Nos bastidores do Planalto, há a expectativa de que a reversão da tarifa possa ocorrer ainda neste segundo semestre, seja por negociação direta com autoridades americanas, seja por mecanismos multilaterais como a Organização Mundial do Comércio (OMC). Técnicos do Itamaraty argumentam que a medida tem caráter político e discriminatório, uma vez que foi anunciada em meio ao endurecimento das investigações brasileiras contra o ex-presidente Jair Bolsonaro, atualmente inelegível e sob risco de novas condenações.
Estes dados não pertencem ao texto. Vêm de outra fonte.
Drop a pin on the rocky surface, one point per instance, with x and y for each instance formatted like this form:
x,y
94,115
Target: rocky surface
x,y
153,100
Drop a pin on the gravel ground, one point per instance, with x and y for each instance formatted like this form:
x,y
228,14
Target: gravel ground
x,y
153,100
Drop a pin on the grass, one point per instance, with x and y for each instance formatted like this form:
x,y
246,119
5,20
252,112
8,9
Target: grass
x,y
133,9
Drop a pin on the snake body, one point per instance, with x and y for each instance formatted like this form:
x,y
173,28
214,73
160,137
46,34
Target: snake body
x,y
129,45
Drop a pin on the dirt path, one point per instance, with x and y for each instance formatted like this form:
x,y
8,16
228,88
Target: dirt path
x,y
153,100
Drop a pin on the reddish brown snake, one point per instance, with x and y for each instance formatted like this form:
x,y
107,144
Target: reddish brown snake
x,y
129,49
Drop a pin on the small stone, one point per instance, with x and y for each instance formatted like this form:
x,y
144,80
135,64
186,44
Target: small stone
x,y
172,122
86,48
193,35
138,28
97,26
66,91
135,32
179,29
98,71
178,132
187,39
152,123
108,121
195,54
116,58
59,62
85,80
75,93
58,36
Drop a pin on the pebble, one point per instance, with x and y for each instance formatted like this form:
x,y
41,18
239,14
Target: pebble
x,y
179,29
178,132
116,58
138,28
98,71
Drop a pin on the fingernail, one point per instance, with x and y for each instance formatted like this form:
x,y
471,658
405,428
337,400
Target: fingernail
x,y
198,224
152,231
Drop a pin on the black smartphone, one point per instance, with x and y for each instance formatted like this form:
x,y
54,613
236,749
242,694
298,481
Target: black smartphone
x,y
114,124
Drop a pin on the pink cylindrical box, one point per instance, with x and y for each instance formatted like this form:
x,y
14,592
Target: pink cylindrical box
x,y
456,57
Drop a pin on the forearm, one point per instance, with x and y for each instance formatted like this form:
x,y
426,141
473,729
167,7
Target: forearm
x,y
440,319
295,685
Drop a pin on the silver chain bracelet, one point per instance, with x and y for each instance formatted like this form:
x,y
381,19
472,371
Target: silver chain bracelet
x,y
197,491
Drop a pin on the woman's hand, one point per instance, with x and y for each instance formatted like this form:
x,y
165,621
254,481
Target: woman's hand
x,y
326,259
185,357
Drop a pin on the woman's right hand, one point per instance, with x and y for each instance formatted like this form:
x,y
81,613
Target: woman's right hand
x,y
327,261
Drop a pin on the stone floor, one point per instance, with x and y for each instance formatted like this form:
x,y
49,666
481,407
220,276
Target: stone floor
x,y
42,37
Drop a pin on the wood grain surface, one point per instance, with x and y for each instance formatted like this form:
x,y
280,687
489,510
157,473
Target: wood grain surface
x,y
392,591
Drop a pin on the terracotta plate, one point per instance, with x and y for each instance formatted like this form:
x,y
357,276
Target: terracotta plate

Caso o governo brasileiro consiga neutralizar os efeitos da tarifação, a leitura política será imediata: Bolsonaro perde força como figura de influência internacional, enquanto Lula consolida a imagem de chefe de Estado capaz de enfrentar pressões externas e proteger os interesses nacionais. Esse cenário deve influenciar diretamente a corrida presidencial de 2026, ao reduzir o fôlego do bolsonarismo e fortalecer a base governista.
A movimentação também reforça o papel do Brasil como potência negociadora, em contraste com o isolamento diplomático vivido durante o governo anterior. Enquanto setores produtivos pressionam por respostas rápidas, o xadrez político internacional segue movimentado — e os próximos capítulos podem definir não apenas o rumo da economia, mas o peso de Jair Bolsonaro no jogo eleitoral que se aproxima.